- Deux pétroliers ont été attaqués hier, faisant un mort et laissant plusieurs membres d'équipage portés disparus, selon les informations rapportées par la télévision d'État irakienne.
- Israël a annoncé des frappes massives ce jeudi, à la suite des récentes affrontements. À Beyrouth, sept personnes ont perdu la vie lors des attaques israéliennes.
- Donald Trump a déclaré que l'Iran était "proche de la défaite", précisant que les États-Unis avaient la capacité de rendre toute reconstruction du pays "presque impossible".
- Le prix du baril de pétrole a franchi la barre symbolique des 100 dollars, malgré des efforts des grandes puissances pour stabiliser le marché.
Cette escalade des conflits maritimes survient alors que le baril de Brent de la mer du Nord a de nouveau dépassé les 100 dollars, en raison des perturbations sur le marché mondial du pétrole. Fatih Birol, directeur de l'Agence Internationale de l'Énergie (AIE), a attesté que 400 millions de barils seront mis à disposition pour atténuer la crise d'approvisionnement, liée notamment à la fermeture efficace du détroit d'Ormuz.
Cependant, les tensions ne cessent de monter. L'armée israélienne a intensifié ses attaques sur Téhéran après que le Hezbollah a mené une offensive sur des infrastructures israéliennes.

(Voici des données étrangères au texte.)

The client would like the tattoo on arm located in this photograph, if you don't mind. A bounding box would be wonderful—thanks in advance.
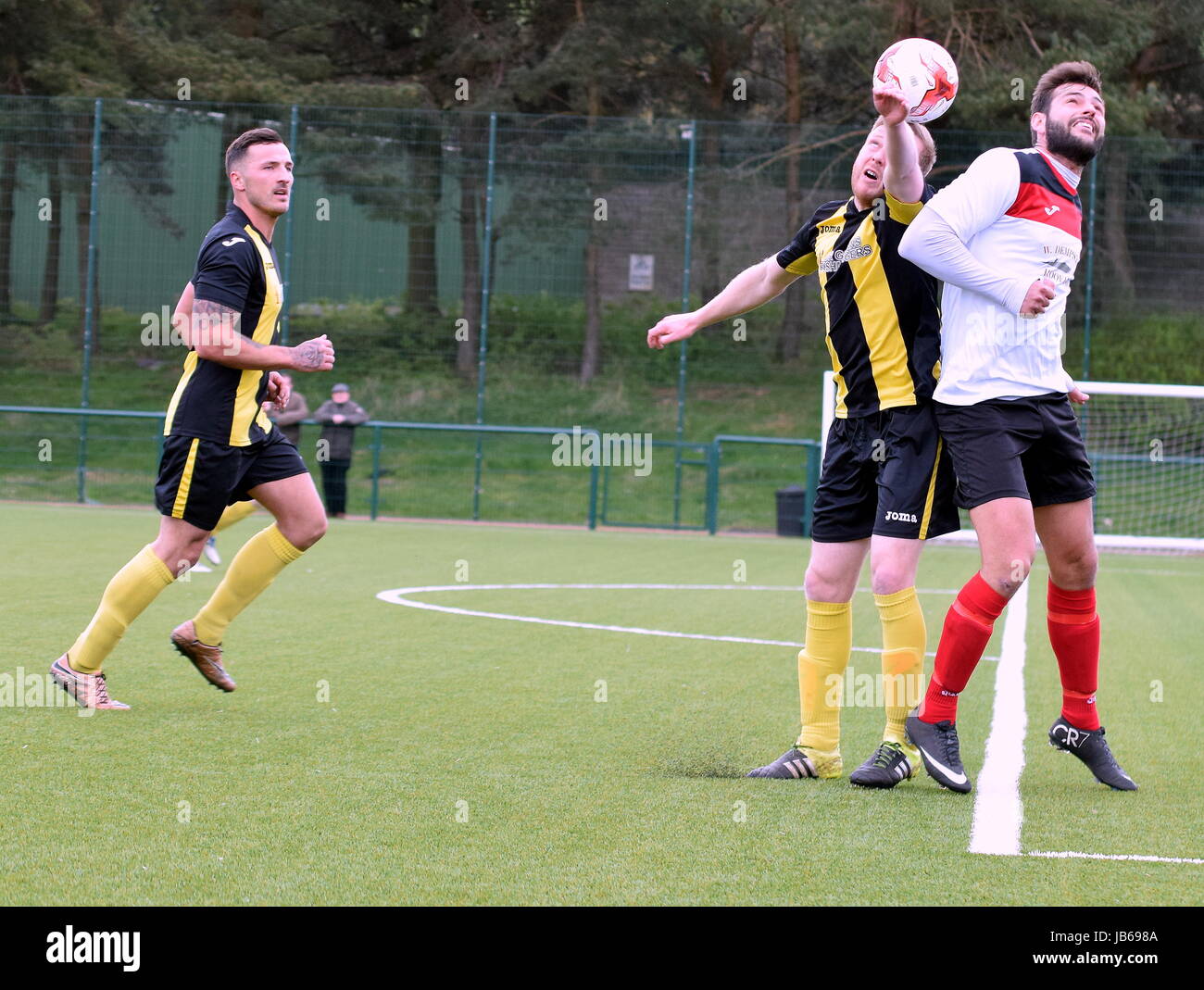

Téhéran a promis une riposte équivalente, dénonçant une agression sans précédent. Des experts en relations internationales soulignent que cette dynamique risque de plonger la région dans un conflit encore plus vaste.
Évaluant la situation, des analystes tels que Jean-Pierre Filiu, spécialiste en géopolitique, insistent sur le fait que l'establishment iranien pourrait chercher à se reconstruire au milieu de la crise économique, ce qui soulève des questions sur la durabilité de cette guerre.
Dans ce contexte, il reste à savoir comment les acteurs internationaux, notamment les États-Unis et leurs alliés, réagiront à cette nouvelle vague de violence, alors que les défis économiques de chaque nation s'intensifient.